When the Police, Crime, Sentencing and Courts Bill was going through Parliament in 2021, there was huge public concern, expressed in a nationwide Kill the Bill campaign. Labour’s opposition to the Bill was lukewarm at best, as if Labour MPs were not particularly concerned that draconian new powers would be given to the police. Reassurances were given by Ministers that the police would be “measured and proportionate” in their use of these new powers.
We saw what that means on Thursday last week (27th March), when more than 20 uniformed officers from the Met smashed in the front door (without even ringing the doorbell) of the Quaker Meeting House in Westminster. They then arrested six young women holding a meeting in one of the rooms they’d hired to discuss concerns about the ongoing genocide in Gaza and the Climate Emergency. They were detained “on suspicion of conspiracy to cause a public nuisance”, as defined under the Police, Crime, Sentencing and Courts Act. Their home addresses (or those of their parents if they were still living at home) were subsequently raided “to gather further evidence”.
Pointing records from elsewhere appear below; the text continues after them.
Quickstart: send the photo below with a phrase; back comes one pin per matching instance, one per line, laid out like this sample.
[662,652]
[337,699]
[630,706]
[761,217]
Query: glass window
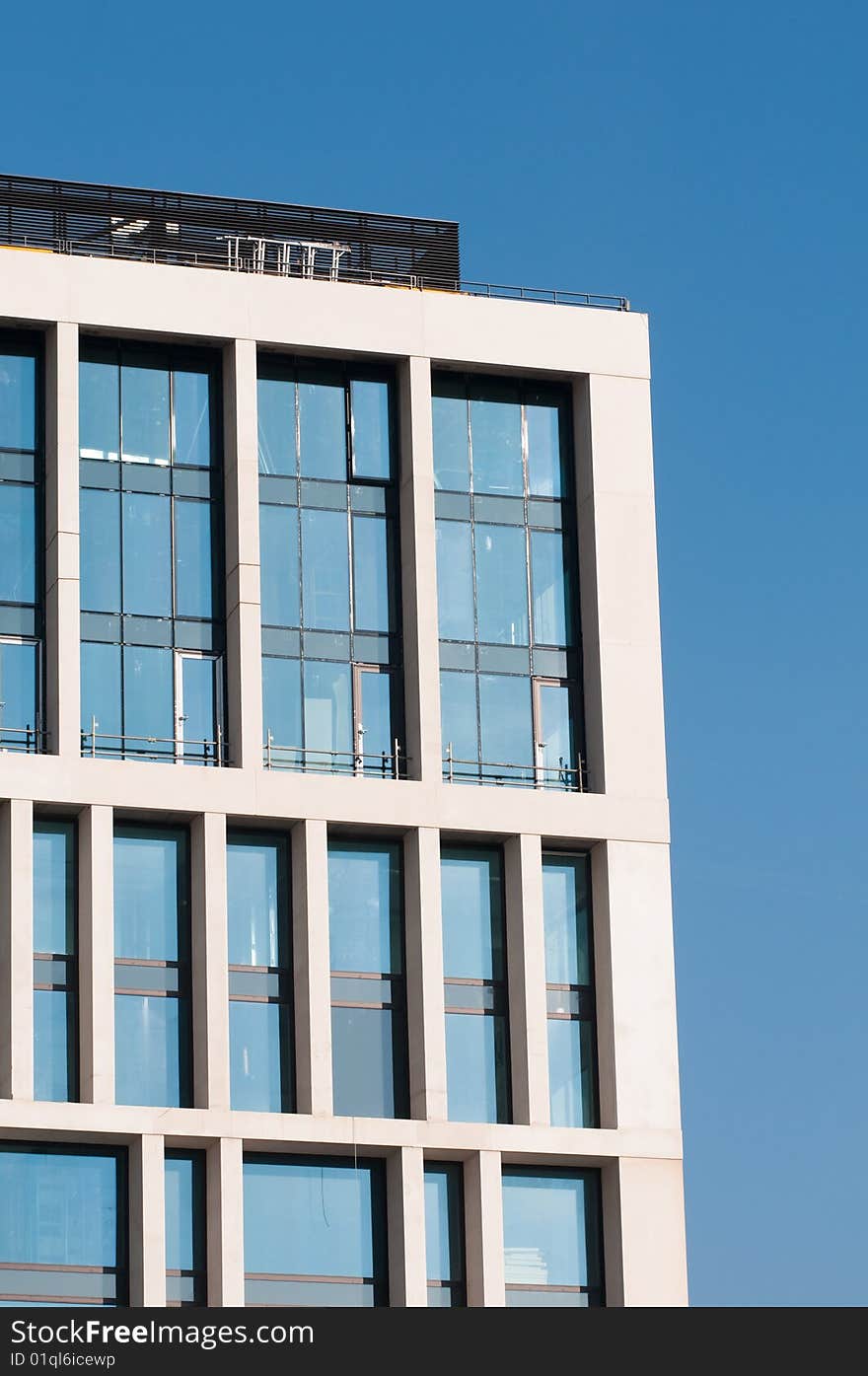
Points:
[474,975]
[62,1225]
[152,971]
[260,973]
[551,1247]
[184,1229]
[369,1039]
[445,1235]
[314,1232]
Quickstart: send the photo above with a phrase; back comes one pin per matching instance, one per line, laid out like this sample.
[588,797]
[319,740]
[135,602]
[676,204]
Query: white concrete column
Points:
[483,1212]
[406,1229]
[311,968]
[620,623]
[97,954]
[243,589]
[420,573]
[62,717]
[225,1195]
[147,1254]
[526,957]
[642,1219]
[425,1000]
[211,1038]
[17,950]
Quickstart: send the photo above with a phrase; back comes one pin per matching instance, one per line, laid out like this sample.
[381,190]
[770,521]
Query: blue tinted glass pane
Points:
[365,908]
[452,443]
[543,453]
[323,427]
[472,915]
[495,428]
[571,1086]
[325,570]
[544,1230]
[278,537]
[454,581]
[100,410]
[54,888]
[550,579]
[501,585]
[147,870]
[254,1055]
[147,554]
[564,905]
[17,402]
[17,543]
[277,427]
[147,1050]
[459,717]
[370,429]
[252,892]
[192,589]
[17,692]
[304,1219]
[472,1068]
[58,1208]
[52,1045]
[370,567]
[101,550]
[101,690]
[145,414]
[282,700]
[149,713]
[506,721]
[327,710]
[192,418]
[363,1062]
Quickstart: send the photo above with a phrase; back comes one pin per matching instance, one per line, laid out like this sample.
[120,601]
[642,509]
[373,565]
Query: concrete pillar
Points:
[211,1038]
[62,717]
[147,1254]
[620,623]
[243,589]
[420,573]
[406,1229]
[311,968]
[97,954]
[424,939]
[526,955]
[225,1195]
[483,1211]
[17,950]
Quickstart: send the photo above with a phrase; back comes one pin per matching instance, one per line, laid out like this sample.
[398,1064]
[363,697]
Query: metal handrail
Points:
[337,761]
[281,265]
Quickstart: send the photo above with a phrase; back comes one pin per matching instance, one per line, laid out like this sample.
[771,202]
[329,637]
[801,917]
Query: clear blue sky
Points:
[708,163]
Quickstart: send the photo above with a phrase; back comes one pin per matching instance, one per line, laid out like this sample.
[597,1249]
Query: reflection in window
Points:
[152,564]
[551,1237]
[369,1027]
[152,966]
[327,559]
[184,1229]
[21,545]
[570,993]
[505,518]
[314,1232]
[55,979]
[474,978]
[260,973]
[62,1225]
[445,1235]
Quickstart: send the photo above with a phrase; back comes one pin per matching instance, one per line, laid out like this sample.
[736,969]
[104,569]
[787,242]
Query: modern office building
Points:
[334,905]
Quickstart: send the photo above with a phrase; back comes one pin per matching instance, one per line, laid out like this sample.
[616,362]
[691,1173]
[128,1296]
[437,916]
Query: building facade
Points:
[335,951]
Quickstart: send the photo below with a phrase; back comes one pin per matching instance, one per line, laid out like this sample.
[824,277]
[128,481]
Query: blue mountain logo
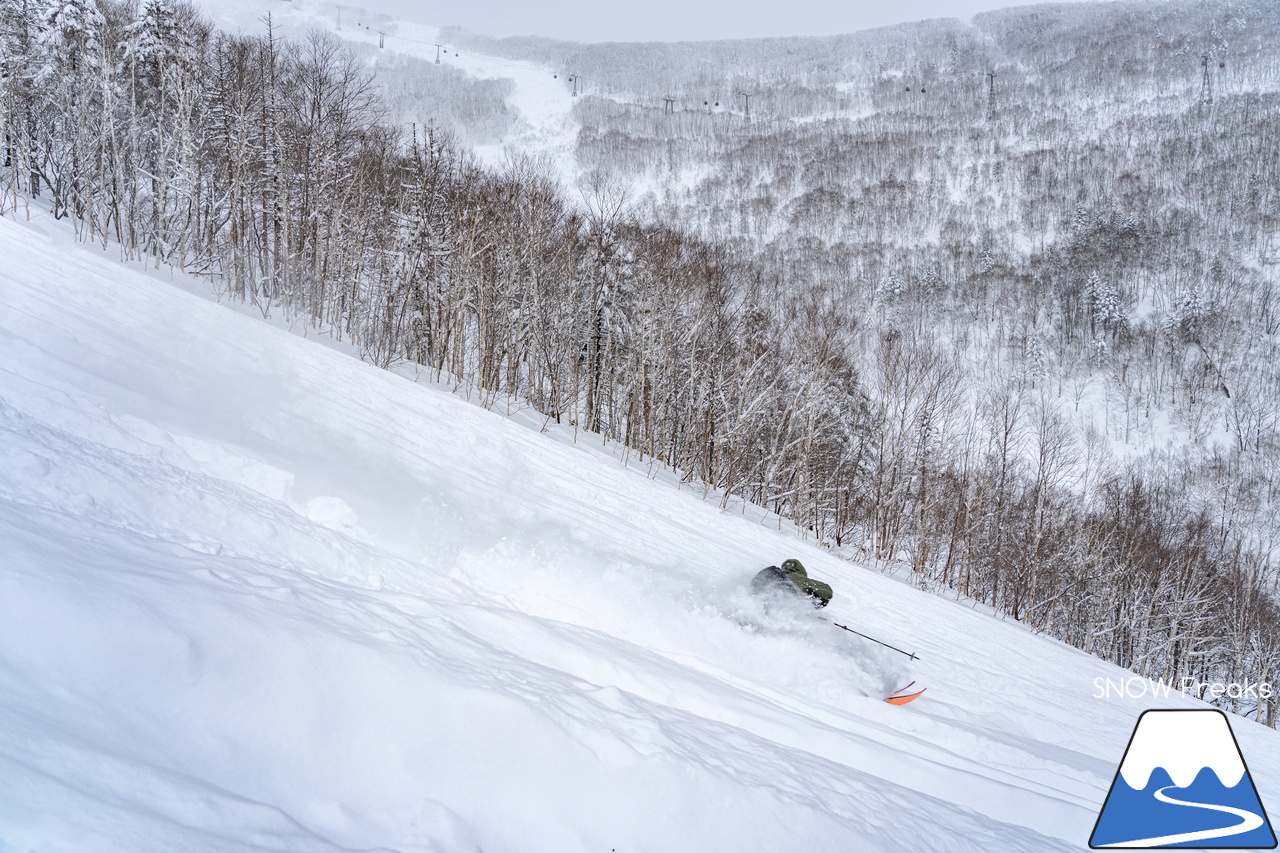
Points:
[1183,783]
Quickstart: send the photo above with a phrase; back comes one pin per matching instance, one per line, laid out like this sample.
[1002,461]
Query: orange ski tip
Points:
[904,699]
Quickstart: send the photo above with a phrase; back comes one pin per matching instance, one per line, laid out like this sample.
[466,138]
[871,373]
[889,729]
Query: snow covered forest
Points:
[999,301]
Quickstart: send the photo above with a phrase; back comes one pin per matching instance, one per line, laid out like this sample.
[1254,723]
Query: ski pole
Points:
[910,655]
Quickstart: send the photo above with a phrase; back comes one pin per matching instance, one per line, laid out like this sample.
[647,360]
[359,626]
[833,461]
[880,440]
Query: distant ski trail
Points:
[1249,821]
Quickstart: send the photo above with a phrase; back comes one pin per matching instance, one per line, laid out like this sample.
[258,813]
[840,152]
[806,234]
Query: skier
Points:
[791,579]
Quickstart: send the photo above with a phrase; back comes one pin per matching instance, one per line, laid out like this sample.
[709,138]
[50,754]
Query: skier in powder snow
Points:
[791,578]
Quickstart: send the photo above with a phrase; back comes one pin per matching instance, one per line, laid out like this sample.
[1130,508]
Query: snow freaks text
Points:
[1138,688]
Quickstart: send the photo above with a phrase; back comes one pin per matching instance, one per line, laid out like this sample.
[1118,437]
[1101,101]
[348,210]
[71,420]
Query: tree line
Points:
[270,167]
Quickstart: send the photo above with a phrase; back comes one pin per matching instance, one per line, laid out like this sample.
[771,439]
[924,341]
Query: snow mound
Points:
[256,594]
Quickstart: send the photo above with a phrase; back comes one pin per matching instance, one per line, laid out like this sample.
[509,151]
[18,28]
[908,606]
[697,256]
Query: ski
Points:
[901,697]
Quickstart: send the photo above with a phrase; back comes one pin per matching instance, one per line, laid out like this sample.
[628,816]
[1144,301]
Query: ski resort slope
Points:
[256,594]
[542,97]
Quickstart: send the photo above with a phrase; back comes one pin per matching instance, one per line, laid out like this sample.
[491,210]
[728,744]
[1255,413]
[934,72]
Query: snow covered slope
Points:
[256,594]
[542,99]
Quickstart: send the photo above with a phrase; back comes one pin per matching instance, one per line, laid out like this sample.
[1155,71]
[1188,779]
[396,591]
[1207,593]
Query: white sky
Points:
[673,19]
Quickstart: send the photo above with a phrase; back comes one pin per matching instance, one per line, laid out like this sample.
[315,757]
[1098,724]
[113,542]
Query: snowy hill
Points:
[257,594]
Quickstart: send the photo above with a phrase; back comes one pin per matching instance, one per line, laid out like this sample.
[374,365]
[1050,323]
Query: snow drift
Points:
[256,594]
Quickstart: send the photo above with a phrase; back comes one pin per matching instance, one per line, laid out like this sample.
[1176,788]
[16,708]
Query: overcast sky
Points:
[675,19]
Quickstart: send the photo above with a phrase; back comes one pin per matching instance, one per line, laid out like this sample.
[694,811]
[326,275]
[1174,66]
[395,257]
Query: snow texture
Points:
[256,594]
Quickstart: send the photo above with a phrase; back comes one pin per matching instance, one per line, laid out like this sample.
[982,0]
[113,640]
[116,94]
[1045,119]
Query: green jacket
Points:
[791,576]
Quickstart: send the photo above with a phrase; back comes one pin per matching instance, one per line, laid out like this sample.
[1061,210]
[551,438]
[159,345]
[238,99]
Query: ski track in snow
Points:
[261,596]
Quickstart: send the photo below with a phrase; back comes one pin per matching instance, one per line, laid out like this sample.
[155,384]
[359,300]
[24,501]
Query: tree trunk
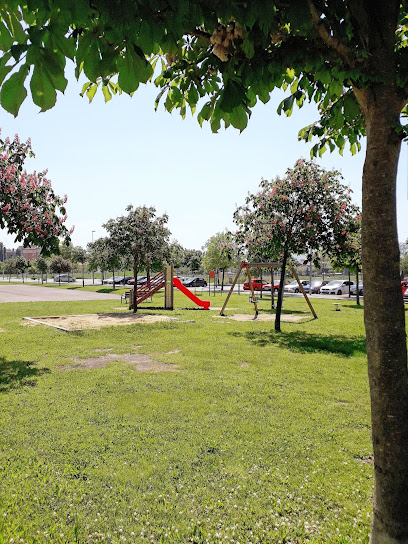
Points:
[357,290]
[135,272]
[280,292]
[384,317]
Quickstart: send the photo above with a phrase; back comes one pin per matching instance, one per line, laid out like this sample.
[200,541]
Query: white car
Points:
[336,287]
[293,286]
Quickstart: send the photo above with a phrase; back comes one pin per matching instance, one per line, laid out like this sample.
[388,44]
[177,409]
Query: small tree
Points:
[10,267]
[104,254]
[349,255]
[220,254]
[78,255]
[193,260]
[42,266]
[22,265]
[307,211]
[176,254]
[141,236]
[29,208]
[59,266]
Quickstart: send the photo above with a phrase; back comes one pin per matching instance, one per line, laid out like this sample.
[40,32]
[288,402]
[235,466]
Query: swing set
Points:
[252,298]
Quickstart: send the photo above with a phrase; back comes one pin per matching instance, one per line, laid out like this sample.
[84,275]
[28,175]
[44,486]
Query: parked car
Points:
[316,286]
[140,280]
[118,279]
[257,285]
[293,286]
[268,286]
[64,278]
[194,282]
[353,289]
[336,287]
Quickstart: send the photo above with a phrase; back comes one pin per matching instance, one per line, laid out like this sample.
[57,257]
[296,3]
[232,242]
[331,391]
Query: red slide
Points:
[204,303]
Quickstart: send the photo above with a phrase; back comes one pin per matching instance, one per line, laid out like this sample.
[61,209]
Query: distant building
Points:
[29,253]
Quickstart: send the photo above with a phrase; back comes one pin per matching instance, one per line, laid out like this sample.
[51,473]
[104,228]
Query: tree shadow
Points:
[14,374]
[348,346]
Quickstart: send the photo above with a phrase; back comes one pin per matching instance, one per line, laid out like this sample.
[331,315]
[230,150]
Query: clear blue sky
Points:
[106,156]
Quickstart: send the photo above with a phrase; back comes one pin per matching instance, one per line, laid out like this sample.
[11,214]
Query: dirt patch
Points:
[96,321]
[140,361]
[263,317]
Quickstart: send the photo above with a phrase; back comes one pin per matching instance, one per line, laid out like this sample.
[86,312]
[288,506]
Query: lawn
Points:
[250,437]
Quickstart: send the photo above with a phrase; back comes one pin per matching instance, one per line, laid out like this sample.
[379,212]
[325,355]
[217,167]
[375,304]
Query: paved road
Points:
[34,293]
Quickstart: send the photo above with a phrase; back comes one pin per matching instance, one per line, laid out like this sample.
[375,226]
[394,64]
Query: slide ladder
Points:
[149,288]
[204,303]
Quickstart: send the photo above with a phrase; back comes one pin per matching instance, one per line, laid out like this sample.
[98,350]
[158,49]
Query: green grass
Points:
[257,438]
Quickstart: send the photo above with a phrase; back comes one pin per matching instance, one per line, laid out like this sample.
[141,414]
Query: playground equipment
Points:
[252,298]
[165,279]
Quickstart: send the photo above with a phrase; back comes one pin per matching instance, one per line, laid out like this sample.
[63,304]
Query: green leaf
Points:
[238,118]
[192,95]
[286,106]
[15,27]
[6,41]
[132,70]
[13,92]
[61,44]
[91,91]
[42,89]
[232,96]
[351,108]
[106,93]
[248,47]
[205,113]
[4,68]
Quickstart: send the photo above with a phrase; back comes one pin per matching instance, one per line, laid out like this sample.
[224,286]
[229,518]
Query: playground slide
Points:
[204,303]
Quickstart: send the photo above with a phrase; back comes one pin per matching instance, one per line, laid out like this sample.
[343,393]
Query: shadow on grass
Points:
[14,374]
[304,342]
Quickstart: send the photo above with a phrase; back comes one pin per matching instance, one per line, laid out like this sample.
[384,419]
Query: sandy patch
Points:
[219,309]
[96,321]
[263,317]
[140,361]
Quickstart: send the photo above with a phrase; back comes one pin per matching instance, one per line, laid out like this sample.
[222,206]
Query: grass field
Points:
[253,437]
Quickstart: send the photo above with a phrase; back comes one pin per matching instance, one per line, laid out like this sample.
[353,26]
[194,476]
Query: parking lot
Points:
[34,293]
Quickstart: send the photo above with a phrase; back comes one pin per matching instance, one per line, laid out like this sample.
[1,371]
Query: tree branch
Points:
[197,33]
[329,39]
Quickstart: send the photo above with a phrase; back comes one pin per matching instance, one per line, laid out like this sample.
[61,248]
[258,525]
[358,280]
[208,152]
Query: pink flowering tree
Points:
[307,211]
[29,208]
[141,237]
[220,253]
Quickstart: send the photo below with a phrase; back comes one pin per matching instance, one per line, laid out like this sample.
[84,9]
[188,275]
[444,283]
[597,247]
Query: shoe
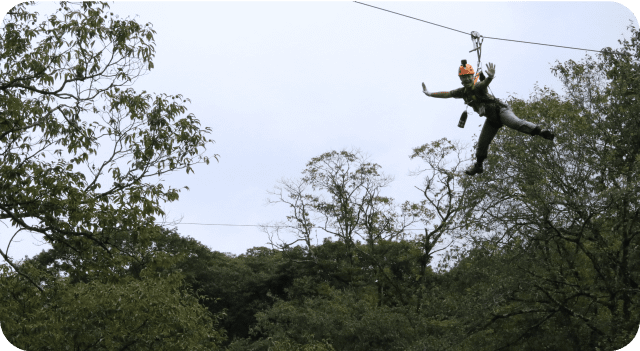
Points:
[547,134]
[474,169]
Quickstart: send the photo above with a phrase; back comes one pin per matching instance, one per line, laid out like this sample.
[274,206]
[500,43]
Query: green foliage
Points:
[64,92]
[79,70]
[563,217]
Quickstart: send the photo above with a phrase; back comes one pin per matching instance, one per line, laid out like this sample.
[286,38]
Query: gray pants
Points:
[489,131]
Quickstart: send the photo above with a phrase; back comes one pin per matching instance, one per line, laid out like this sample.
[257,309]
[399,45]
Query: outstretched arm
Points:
[441,94]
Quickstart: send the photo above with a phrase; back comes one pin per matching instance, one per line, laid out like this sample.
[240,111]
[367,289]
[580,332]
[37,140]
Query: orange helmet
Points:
[465,68]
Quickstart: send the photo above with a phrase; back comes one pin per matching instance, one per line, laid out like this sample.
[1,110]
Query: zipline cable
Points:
[258,225]
[518,41]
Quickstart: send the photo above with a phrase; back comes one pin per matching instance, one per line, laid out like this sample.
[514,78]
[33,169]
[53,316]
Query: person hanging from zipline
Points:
[496,112]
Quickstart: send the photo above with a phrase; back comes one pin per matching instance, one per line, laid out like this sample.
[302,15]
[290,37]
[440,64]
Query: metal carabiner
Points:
[477,40]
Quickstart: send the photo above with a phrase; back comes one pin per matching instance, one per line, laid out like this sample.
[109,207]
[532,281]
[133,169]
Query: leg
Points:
[489,131]
[509,119]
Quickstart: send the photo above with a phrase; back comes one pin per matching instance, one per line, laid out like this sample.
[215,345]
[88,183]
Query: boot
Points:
[475,168]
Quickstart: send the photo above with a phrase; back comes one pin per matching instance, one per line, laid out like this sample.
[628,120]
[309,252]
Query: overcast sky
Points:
[282,82]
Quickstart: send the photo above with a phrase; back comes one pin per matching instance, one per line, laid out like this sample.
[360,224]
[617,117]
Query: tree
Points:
[140,314]
[565,216]
[65,90]
[79,68]
[346,202]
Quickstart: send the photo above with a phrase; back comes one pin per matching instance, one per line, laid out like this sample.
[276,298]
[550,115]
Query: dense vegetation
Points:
[542,249]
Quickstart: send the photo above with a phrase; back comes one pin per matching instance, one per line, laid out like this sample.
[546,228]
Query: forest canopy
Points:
[541,251]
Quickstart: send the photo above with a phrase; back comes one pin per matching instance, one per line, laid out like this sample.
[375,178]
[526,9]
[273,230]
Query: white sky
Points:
[282,82]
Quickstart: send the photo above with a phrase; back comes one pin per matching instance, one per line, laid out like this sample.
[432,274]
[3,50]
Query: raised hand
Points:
[491,69]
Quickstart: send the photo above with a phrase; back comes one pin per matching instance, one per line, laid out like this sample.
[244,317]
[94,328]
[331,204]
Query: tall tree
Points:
[568,214]
[64,90]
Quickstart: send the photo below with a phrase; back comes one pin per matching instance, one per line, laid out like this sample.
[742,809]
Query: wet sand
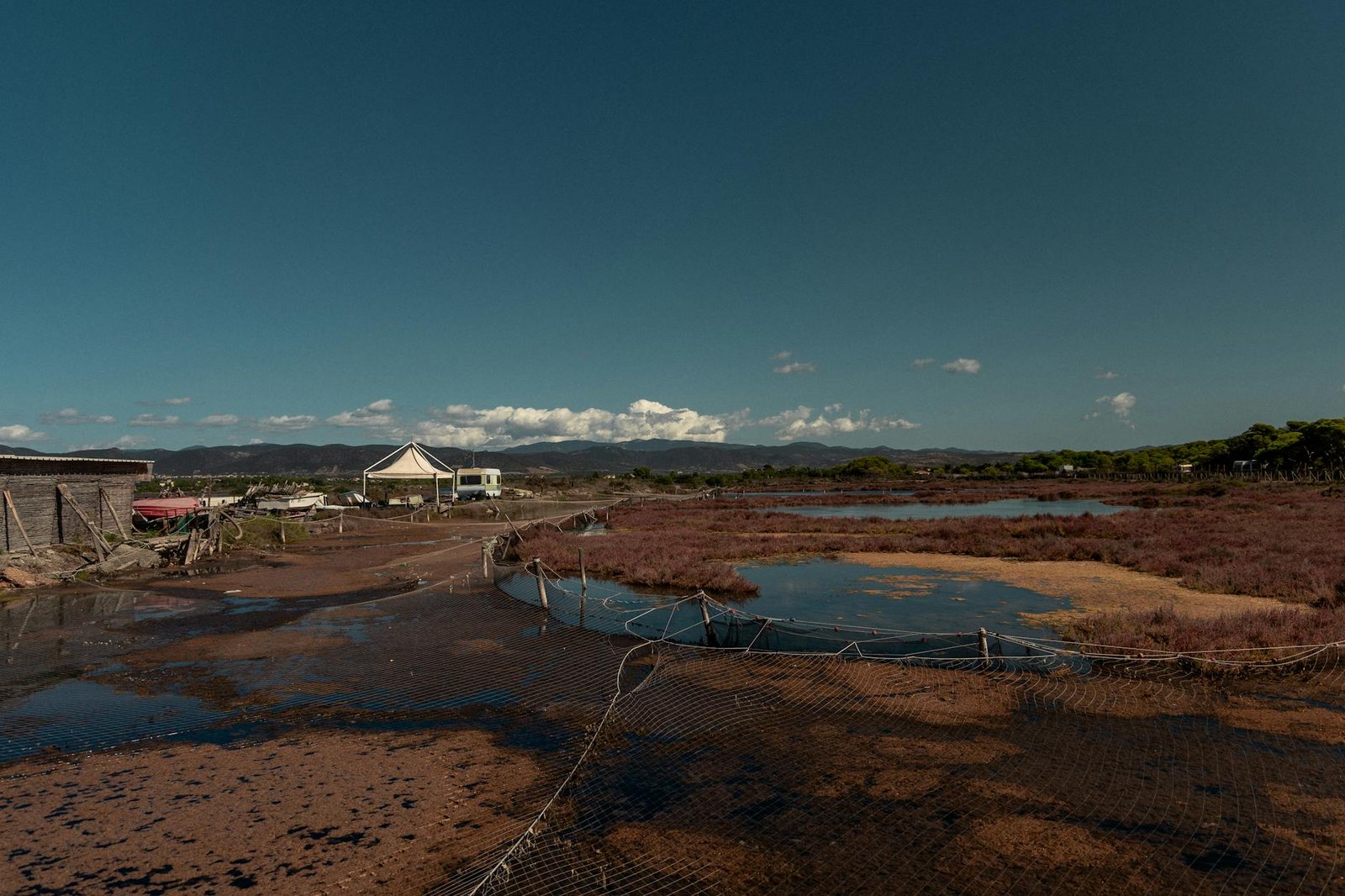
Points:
[717,771]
“Measured and proportionate”? For those fluent in Orwellian doublespeak, read “dangerously over the top and disproportionate”. That’s just the way the Met works: unaccountable, institutionally racist, and patiently honing its repressive skills to serve what it anticipates will be ever more authoritarian governments in the future.
The Quakers were outraged. Paul Parker, Recording Clerk for the Quakers responded: “no one has been arrested in a Quaker meeting house in living memory. This aggressive violation of our place of worship and the forceful removal of young people holding a protest group meeting clearly shows what happens when a society criminalises protests”.
Yesterday, a Quaker gathering was convened outside New Scotland Yard, responding to the Met’s violence and repression with peaceful, respectful reflection.
There were two or three hundred of us there. Only when future outrages of this kind result in two or three thousand people dropping everything else to stand in solidarity with those whose rights are being suppressed, will I begin to hope that people are beginning to understand what’s really going on here – as this country of ours is turned, by stealth and through the connivance of both major parties, into a full-on police state.